Left unsaid by many of the boards, however, was Ms. Klobuchar’s dismal polling with people of color, particularly black and Latino voters. Her endorsements from newspapers in Iowa and New Hampshire, states with largely white populations, were more concerned with her immediate future in those contests, and the national newspapers believed she could make up lost ground.

“That is a big concern,” said Lisa Falkenberg, the vice president-editor of opinion at the Houston Chronicle, who said Ms. Klobuchar needed to be making more direct appeals to black voters in particular regarding health care. But, she argued, there’s still time.

“Realistically, black voters are known to be pragmatic,” Ms. Falkenberg said. “They are also looking for a candidate that can beat Donald Trump.”

Ms. Klobuchar also faced tough questioning Wednesday from Chuck Todd, one of the debate moderators, over her record as a county prosecutor in Minnesota, particularly whether a black teenager was wrongly convicted of murder during her tenure as the Hennepin County attorney.

Framed as a question about whether her record as county prosecutor would erode trust with black and Latino voters, Ms. Klobuchar defended her handling of the case, reiterated her call for it to be reviewed, and pledged to work to earn support.

“I have the support of African-Americans in my community in every election,” she said. “I had strong support and strong support of leadership. And that’s because I earned it. And this is going to be on me to earn it.”

Here in Nevada, as Ms. Klobuchar seeks to remain relevant in a state with a decidedly diverse population, her campaign began running an ad in Spanish that pointed to yet another endorsement, from The Las Vegas Sun.

In fact, nearly every ad run by the Klobuchar campaign in the past few weeks has touted one of her newspaper endorsements. Her recent seven-figure ad buy in seven Super Tuesday states features two new ads that boast of her endorsements from The New York Times — which she shared with Ms. Warren — and The Sun.

Editors at The Sun recognized that Ms. Klobuchar, as well as Mr. Buttigieg, faced an uphill battle with Latino voters in the state.
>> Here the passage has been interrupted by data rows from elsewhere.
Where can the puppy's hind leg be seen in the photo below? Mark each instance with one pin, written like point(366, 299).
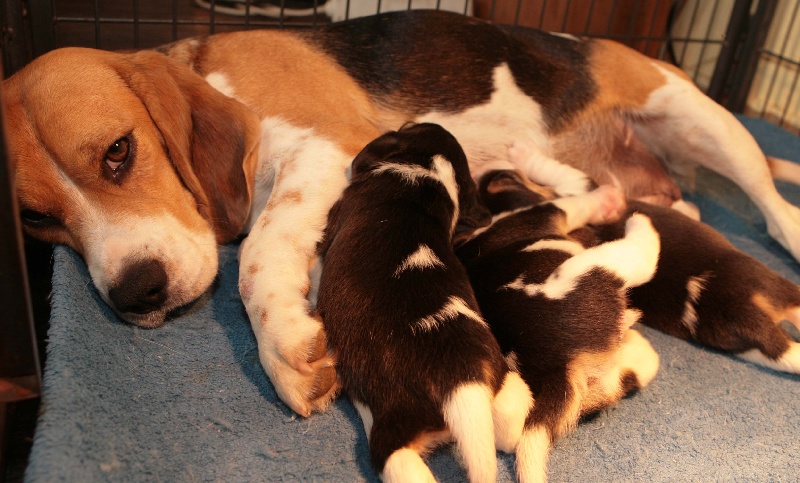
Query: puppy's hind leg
point(603, 205)
point(396, 440)
point(777, 350)
point(637, 365)
point(468, 414)
point(683, 125)
point(555, 412)
point(406, 465)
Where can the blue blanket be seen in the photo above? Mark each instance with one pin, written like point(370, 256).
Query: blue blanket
point(190, 402)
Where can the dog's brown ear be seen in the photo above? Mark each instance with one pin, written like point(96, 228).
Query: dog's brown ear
point(212, 139)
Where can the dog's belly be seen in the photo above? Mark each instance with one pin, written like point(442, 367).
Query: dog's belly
point(485, 131)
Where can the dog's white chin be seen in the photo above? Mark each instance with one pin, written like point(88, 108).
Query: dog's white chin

But searching to identify something that could help her break through, they pointed to yet another facet of her experience in Washington: her work on immigration reform.

“Her work on comprehensive immigration reform in the Senate was something that struck us as being commendable, especially in southern Nevada where that issue is so critical for us,” said Ric Anderson, the paper’s editorial page editor.

He added that he thought her relative lack of national stature was one reason she hadn’t made inroads among people of color in Nevada.

“We didn’t really necessarily focus on the appeal to minority voters because of the uphill climb that she and Mayor Pete Buttigieg had just in getting where they are now in terms of recognition,” Mr. Anderson said. “We do see potential there.”